Occidente, al menos como lo hemos conocido en los últimos siglos, se ha desarticulado y nada parece hacer pensar en su reconstitución. Las organizaciones internacionales y la ONU en particular carecen de todo control estratégico, militar y político sobre los antagonismos mundiales y la OTAN, después de su ciega obediencia a Estados Unidos acaba de hipotecar su presente en lo financiero y poner en riesgo su futuro agenciándose innecesariamente una relación amenazante con Rusia, cuya potencia acaba de ponerse e manifiesto en la guerra de Ucrania. Trump ha adoptado una relación prescindencia con la alianza atlántica y, tarde o temprano, esa decisión puede materializarse de las formas más directas, incluso aquellas que nos resultaban impensables.
El derecho internacional se desvanece cuando se ve amenazada la necesidad vital de mantener la forma de existencia y llega la hora de tomar decisiones políticas existenciales. No debería sorprendernos. la disputa por el poder ha sustituido al históricamente inocuo derecho internacional. La efímera época un mundo articulado por el derecho como forma de resolución de sus conflictos ha pasado al olvido. 

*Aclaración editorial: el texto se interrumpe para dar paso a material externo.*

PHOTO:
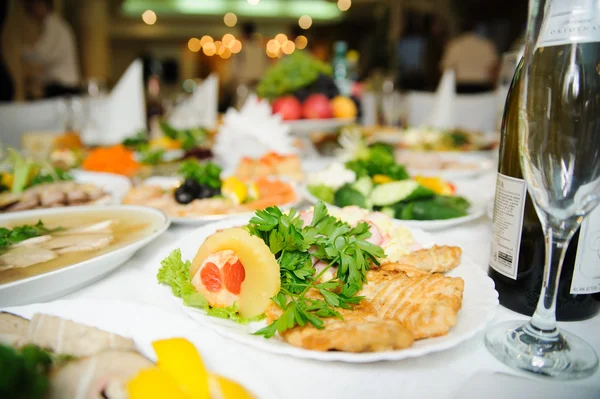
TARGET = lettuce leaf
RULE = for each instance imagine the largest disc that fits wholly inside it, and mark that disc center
(174, 272)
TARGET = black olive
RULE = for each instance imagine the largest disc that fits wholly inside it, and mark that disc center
(192, 186)
(183, 196)
(205, 191)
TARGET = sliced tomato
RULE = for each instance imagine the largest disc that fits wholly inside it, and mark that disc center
(211, 277)
(234, 275)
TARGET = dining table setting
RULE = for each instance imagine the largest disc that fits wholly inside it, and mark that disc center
(282, 249)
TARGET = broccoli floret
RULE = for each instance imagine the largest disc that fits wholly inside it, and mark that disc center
(347, 196)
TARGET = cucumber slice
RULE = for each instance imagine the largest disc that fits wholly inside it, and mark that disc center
(389, 211)
(364, 185)
(391, 193)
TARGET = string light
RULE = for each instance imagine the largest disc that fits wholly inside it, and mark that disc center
(288, 47)
(228, 39)
(273, 46)
(149, 17)
(209, 49)
(236, 47)
(206, 39)
(344, 5)
(305, 21)
(301, 42)
(230, 19)
(281, 38)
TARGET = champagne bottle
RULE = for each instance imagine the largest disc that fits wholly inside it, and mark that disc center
(518, 248)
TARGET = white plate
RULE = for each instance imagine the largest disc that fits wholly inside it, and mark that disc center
(146, 324)
(116, 185)
(475, 212)
(167, 182)
(480, 301)
(60, 282)
(482, 163)
(305, 127)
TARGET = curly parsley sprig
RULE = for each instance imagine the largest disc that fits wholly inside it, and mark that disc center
(329, 240)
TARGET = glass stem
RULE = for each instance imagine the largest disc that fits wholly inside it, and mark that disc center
(544, 317)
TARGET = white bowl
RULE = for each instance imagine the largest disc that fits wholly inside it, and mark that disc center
(56, 283)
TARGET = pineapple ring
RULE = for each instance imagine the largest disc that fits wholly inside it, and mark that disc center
(262, 280)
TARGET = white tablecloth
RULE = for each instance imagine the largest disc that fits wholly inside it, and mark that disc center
(440, 375)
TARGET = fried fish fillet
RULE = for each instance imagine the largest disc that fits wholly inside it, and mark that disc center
(434, 260)
(426, 304)
(361, 330)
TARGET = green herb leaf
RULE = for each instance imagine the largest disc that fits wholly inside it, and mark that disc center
(208, 173)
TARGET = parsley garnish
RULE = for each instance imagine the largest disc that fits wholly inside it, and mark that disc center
(208, 173)
(22, 233)
(329, 240)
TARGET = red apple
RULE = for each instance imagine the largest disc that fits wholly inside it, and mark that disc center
(288, 107)
(317, 106)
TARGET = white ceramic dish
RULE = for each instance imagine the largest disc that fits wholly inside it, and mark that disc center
(118, 186)
(479, 306)
(475, 164)
(60, 282)
(172, 182)
(475, 212)
(305, 127)
(146, 324)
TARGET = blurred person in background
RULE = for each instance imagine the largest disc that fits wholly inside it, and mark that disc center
(250, 64)
(7, 87)
(54, 54)
(474, 60)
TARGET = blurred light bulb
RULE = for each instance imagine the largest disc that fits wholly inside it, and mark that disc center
(230, 19)
(273, 46)
(344, 5)
(288, 47)
(236, 47)
(301, 42)
(228, 39)
(281, 38)
(305, 21)
(209, 49)
(206, 39)
(149, 17)
(194, 44)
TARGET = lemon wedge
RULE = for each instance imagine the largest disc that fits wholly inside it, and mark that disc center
(154, 384)
(230, 389)
(178, 358)
(253, 191)
(234, 189)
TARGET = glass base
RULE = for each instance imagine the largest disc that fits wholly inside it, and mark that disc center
(557, 354)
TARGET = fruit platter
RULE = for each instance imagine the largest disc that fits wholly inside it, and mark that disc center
(199, 194)
(301, 90)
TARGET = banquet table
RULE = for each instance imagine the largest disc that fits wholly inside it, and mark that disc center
(464, 371)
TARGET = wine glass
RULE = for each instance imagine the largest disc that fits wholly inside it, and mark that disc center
(559, 145)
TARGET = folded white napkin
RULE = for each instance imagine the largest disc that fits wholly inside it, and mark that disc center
(119, 115)
(200, 109)
(252, 131)
(442, 114)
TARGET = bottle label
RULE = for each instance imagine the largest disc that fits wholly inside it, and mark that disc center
(509, 205)
(586, 274)
(570, 21)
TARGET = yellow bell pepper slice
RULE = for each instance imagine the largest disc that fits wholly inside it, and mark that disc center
(179, 358)
(382, 179)
(435, 184)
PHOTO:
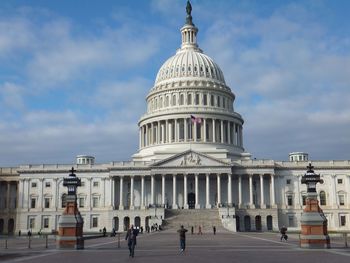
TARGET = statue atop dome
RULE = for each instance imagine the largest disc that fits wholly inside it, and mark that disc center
(188, 11)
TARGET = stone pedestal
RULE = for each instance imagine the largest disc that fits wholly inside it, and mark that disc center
(70, 227)
(314, 232)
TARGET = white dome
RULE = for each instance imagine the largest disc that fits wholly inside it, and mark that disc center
(190, 63)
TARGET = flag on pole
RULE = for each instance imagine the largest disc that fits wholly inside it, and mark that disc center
(196, 119)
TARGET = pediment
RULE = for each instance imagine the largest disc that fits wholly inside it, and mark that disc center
(190, 159)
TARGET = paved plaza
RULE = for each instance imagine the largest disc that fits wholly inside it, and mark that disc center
(164, 247)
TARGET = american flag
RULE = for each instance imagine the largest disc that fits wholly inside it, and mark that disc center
(196, 119)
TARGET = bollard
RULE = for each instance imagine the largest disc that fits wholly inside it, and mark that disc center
(345, 235)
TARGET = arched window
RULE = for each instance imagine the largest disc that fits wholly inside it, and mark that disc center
(323, 200)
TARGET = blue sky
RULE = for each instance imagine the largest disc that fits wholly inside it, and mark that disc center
(74, 74)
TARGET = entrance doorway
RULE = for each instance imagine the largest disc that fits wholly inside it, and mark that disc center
(191, 200)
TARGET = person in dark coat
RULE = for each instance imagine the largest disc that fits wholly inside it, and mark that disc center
(131, 235)
(182, 232)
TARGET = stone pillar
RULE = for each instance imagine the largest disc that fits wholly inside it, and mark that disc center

En este contexto, de manera absolutamente irresponsable el gobierno argentino se ufana de un préstamo del tesoro al que habrían accedido con pasión mendicante. El costo de esa ayuda por parte de un país que divide al mundo en amigos y enemigos, que interviene por la fuerza y se arroga el rol de gendarme mundial, que concibe a los pueblos como vencedores y vencidos, que inntenta revitalizaqr su rol imperial pese a los obstáculos que hemos señalado anteriormente no puede ser más torpe y peligroso. No hay más que recordar la visita de la generala Laura  Richardson y su vocación por poner un pie estadounidense en nuestro Sur. Tampoco la insistencia explicita de intentar desalojar a China del país. Esas tentativas, siempre espaciadas, dan la pauta de que ni siquiera las grandes potencias saben cuál va a ser el futuro del mundo en materia de nuevos liderazgos. Mucho menos lo conoce la Argentina. Plegarse a uno de los bloques en pugna en medio de un desenlace no saldado debería haber llevado a nuestros funcionarios a plantearse al menos la duda metódica de poder quedar en el sitio equivocado. Lo más lógico, que además es perfectamente posible, sugería pendular entre ambas potencias manteniendo la cuota soberana que hace a cualquier nación. Pero en las cabezas neocoloniales de nuestros enviados gravita mucho más la entrega mansa a una potencia que, posiblemente, se encuentre en un declive histórico.